Lights flashing, he sped down the Van Wyck, to the LIE, to Queens Boulevard and the Queensboro Bridge. He kept pushing her to hang on, to stay awake. He felt like he was losing her.

At some point, April’s voice fell off.

“April!” He veered off the bridge onto Sixtieth, his heart racing at a hundred miles an hour. A minute later he was there.

An EMT van and a police car with a flashing light were pulled up in front. Hauck screeched to a stop behind them. He talked his way up, flashing his old police ID at one of the cops. When he got there, they already had her on a gurney with an IV in her veins and were giving her oxygen. Her eyes were rolled back, her pupils small. He kneeled down and took her by the hand and squeezed. “I’m here, April. I’m here…”

A glimmer of life flashed back into her eyes.

She murmured, “Ty…I’m sorry, Ty. I’m sorry I wasn’t there for you. Your big day…I just didn’t want to feel so alone. Not anymore.”

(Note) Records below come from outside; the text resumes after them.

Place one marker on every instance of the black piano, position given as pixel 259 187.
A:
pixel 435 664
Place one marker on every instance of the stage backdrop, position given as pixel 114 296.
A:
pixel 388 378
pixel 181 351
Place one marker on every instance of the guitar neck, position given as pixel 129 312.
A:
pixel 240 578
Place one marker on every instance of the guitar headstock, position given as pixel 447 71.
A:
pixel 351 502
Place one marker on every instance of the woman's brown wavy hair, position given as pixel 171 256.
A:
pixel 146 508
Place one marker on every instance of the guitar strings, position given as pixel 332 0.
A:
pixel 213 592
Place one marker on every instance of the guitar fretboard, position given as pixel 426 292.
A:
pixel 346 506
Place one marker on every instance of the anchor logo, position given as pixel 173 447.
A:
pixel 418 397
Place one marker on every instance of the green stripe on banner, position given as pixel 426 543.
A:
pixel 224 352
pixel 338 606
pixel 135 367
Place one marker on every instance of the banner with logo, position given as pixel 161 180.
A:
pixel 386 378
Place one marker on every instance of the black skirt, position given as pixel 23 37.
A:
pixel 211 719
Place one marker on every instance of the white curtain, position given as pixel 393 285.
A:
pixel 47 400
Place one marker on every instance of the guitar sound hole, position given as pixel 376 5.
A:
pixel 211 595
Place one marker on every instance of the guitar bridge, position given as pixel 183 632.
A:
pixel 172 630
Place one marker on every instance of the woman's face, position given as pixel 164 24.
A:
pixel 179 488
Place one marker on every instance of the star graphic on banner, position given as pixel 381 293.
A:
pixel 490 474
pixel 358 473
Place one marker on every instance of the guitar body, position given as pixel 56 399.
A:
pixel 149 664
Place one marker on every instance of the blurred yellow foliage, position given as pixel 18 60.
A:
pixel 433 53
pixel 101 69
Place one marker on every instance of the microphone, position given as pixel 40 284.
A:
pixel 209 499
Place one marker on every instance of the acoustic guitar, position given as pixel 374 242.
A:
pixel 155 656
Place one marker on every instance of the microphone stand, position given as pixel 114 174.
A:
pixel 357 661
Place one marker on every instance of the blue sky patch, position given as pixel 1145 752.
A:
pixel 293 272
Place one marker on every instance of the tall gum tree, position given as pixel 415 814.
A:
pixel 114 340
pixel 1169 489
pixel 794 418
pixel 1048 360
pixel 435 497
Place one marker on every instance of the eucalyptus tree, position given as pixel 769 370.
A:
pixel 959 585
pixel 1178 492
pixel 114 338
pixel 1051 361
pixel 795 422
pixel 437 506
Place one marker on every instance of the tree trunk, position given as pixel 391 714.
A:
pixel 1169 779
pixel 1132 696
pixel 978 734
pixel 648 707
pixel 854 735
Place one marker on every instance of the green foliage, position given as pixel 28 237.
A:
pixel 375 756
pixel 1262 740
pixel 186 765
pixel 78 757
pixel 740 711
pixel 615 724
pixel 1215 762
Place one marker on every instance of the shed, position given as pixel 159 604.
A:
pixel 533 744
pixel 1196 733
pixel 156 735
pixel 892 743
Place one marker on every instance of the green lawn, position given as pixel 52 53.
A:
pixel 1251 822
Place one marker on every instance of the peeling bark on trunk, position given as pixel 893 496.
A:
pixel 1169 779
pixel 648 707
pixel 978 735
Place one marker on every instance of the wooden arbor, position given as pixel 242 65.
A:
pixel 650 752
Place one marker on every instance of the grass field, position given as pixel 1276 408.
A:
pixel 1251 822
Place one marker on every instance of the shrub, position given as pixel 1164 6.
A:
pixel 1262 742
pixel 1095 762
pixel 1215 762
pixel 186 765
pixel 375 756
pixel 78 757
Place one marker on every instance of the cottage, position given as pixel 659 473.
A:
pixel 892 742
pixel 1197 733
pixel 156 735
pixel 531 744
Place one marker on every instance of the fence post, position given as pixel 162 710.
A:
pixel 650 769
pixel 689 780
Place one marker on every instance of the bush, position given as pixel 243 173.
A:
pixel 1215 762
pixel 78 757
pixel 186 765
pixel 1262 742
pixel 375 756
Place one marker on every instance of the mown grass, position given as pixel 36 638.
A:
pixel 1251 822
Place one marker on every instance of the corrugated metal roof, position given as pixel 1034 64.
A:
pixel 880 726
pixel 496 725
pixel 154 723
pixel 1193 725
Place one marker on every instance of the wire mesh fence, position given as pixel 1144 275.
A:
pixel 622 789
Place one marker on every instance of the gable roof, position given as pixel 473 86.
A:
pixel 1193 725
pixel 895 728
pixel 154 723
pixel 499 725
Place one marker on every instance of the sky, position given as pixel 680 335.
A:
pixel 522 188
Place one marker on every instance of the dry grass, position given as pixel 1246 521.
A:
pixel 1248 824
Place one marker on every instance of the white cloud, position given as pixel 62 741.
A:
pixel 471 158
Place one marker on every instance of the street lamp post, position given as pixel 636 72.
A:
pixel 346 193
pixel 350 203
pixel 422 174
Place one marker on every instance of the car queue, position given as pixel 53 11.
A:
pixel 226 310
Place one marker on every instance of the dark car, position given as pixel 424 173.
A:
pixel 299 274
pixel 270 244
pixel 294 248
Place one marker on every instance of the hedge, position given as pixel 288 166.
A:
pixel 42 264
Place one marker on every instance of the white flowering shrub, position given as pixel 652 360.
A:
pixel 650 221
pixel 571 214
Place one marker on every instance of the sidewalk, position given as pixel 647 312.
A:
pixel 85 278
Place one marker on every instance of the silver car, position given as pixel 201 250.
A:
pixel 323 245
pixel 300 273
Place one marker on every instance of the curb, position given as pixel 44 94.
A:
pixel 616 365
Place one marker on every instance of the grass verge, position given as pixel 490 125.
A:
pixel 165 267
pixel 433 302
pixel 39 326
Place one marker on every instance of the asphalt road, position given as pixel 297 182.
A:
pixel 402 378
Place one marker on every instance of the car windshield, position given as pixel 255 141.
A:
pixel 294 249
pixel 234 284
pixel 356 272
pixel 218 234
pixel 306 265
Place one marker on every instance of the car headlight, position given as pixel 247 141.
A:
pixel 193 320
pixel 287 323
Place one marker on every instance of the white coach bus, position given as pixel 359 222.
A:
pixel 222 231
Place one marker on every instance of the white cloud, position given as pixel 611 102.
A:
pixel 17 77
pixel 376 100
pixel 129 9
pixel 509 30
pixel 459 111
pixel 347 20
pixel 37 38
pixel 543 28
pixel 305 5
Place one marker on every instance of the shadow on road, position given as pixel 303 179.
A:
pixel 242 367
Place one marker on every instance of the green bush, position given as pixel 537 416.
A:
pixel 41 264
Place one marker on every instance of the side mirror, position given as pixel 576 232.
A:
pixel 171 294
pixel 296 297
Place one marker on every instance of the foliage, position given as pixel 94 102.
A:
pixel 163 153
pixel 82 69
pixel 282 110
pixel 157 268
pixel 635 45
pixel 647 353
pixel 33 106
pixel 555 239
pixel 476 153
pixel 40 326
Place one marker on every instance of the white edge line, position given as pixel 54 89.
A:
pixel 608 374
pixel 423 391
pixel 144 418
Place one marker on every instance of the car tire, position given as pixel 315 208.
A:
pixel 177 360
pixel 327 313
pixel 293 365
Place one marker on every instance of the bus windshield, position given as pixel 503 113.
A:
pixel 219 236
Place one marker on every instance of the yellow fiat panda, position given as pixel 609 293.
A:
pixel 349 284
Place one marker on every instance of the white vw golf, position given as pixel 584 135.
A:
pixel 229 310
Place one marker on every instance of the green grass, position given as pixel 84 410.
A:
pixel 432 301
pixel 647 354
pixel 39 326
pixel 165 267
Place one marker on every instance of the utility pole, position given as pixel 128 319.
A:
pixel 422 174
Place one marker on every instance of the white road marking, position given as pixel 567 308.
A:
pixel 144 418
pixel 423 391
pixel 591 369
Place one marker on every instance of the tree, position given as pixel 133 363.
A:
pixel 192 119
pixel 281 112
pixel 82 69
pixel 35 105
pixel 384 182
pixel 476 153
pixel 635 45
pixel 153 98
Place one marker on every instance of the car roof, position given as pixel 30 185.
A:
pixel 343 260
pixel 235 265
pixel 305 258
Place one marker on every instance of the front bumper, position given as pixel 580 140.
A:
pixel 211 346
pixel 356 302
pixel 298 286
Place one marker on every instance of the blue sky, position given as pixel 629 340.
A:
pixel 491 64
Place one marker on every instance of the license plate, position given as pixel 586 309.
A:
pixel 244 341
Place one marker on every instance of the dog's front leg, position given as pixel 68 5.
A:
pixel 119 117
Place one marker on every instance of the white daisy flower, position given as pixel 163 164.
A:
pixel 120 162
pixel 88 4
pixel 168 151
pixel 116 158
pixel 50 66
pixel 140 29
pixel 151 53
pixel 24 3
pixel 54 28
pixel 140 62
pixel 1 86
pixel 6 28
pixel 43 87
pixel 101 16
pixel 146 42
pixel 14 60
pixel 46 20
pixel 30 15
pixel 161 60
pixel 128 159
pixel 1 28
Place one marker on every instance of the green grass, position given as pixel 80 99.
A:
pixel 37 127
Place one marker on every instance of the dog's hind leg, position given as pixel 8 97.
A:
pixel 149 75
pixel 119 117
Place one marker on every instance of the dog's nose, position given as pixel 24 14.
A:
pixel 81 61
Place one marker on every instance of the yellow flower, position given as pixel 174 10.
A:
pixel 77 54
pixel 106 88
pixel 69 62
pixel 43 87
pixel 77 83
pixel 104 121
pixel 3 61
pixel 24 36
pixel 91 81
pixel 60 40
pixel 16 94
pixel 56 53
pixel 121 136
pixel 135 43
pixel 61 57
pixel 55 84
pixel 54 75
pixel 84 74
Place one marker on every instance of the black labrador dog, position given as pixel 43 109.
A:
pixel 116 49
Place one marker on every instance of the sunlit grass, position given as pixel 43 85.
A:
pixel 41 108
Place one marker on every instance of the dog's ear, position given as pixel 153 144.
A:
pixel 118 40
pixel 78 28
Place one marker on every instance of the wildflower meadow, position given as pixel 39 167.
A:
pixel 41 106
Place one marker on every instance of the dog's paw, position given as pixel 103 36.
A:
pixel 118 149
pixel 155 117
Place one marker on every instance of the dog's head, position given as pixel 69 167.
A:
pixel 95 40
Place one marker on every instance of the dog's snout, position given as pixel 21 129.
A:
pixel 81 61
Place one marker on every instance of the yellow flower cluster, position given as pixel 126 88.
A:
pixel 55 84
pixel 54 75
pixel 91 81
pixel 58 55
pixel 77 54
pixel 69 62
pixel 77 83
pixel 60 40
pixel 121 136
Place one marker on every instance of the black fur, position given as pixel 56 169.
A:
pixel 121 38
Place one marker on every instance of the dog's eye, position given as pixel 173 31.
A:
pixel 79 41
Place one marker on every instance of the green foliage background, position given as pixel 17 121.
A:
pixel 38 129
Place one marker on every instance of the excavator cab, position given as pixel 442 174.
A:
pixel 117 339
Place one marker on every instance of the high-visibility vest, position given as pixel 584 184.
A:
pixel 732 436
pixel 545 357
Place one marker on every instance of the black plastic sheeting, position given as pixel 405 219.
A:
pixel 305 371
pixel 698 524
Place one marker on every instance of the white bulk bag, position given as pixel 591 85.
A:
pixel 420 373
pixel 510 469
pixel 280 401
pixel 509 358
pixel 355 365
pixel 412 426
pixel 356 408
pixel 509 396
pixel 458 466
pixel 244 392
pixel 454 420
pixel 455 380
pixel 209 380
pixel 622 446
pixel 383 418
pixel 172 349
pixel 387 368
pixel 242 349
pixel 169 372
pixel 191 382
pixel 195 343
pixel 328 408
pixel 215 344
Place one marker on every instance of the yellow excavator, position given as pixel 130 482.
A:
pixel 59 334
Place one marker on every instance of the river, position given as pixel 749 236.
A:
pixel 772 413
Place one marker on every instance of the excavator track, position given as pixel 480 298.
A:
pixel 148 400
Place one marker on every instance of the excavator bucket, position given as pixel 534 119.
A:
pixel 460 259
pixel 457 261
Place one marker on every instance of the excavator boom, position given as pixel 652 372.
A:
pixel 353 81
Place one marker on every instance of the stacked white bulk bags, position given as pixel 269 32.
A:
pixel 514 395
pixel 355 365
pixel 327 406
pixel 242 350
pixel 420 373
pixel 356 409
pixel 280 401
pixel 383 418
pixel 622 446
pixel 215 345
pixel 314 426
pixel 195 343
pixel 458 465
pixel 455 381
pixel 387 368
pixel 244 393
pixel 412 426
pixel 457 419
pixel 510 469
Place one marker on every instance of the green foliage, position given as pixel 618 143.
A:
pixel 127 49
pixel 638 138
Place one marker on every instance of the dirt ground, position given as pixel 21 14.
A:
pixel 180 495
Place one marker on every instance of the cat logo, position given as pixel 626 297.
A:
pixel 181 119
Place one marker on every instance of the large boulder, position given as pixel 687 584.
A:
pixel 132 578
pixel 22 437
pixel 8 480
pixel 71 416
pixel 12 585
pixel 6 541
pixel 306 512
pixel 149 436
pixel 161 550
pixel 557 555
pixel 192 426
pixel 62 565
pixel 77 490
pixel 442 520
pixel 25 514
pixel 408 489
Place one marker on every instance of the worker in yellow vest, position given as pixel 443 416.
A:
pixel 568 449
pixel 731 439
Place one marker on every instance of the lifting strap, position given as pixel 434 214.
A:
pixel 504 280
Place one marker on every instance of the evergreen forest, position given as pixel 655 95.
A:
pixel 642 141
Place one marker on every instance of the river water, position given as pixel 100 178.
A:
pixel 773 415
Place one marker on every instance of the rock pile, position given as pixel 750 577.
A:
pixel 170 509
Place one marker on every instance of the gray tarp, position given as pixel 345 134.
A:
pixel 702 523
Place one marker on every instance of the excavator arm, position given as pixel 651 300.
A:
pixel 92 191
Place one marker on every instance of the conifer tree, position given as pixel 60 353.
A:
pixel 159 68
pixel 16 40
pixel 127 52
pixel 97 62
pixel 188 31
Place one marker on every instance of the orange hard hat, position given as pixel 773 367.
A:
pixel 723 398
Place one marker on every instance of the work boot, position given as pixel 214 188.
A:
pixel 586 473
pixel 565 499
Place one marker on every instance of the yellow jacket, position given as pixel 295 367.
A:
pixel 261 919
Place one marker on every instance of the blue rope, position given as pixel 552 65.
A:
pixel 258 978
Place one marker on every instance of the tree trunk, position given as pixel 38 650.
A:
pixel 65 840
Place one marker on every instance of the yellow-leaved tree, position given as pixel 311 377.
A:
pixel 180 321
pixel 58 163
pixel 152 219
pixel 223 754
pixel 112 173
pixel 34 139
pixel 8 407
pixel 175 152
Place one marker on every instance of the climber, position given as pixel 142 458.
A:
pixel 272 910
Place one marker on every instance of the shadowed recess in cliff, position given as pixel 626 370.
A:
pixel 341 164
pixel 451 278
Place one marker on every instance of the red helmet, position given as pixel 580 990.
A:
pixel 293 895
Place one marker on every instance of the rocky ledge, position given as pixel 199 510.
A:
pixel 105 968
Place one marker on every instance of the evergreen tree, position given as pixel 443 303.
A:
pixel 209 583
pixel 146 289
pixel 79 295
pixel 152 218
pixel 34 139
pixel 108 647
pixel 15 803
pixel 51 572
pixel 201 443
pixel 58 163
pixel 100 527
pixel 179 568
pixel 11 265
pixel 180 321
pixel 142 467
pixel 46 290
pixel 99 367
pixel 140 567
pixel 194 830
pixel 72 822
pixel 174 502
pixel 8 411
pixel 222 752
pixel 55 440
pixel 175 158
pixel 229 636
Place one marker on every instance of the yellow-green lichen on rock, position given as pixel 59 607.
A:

“You’re not alone, April.” They said they had to take her now. Her pulse was weak and they’d already called the hospital. He held her hand as they wheeled her out to the elevator. “Not anymore.”

He stayed in the ICU while she slept until dawn. The doctors said she would recover. But if they’d been fifteen minutes later…She’d taken seven Sonestas along with some muscle relaxers.